According to a Financial Times report Tuesday, the digital Yuan will cut into the outsized roles held by Alibaba, Tencent, and others, in China’s financial economy.
People familiar with the “thinking” of China’s central bank, the People’s Bank of China, said it intends to simplify digital payments and inter-bank settlements in the country while increasing domestic usage.
So far, private players lead in this regard, and it’s a big pie too: Alipay oversaw over 55% of China’s $19 trillion mobile payments market in 2020, said the report. But the digital Yuan is being earmarked to change that.
“They want a more level playing field for the banks. Alibaba and Tencent so dominate retail payments while banks are less active in electronic payments,” said a senior official at the Hong Kong Monetary Authority.

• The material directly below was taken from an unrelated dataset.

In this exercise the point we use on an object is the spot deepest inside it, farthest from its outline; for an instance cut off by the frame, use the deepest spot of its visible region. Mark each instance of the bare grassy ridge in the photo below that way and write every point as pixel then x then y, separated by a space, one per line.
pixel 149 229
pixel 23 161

But suppressing local players is not all. The official said China’s digital currency is also aiming for the USD’s dominance in global financial markets.

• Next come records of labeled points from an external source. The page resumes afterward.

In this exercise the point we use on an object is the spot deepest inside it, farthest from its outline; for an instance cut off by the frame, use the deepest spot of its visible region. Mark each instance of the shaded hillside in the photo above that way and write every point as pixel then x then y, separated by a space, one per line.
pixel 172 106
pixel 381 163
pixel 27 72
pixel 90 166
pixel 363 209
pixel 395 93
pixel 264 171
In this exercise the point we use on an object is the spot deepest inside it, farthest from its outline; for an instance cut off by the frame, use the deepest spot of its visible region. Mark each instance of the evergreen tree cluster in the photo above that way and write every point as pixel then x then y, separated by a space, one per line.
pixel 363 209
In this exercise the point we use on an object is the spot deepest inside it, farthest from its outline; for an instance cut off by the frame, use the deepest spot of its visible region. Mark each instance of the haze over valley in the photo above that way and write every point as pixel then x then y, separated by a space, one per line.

“They will relax capital controls and internationalize gradually, so the US is not the only dominant currency. Over the past year, the PBoC has changed its tone about the local currency used within the region and about the use of yuan assets for central banks,” the official added.
Meanwhile, a senior executive from Ant Finance, the payments arm of Alibaba and currently the world’s most valued fintech firm, said his company is part of the discussion regarding the digital Yuan.
“In principle, we are supportive. But digital is still a small part of the payments [industry]. The speed of growth, though, is because of what Alipay and Tencent have done,” he noted.
Digital currencies and blockchain technology are a prominent feature of China’s ambitious “Five-Year-Plan.” The former is already being tested on the ride-sharing platform Didi, among others, for a future rollout.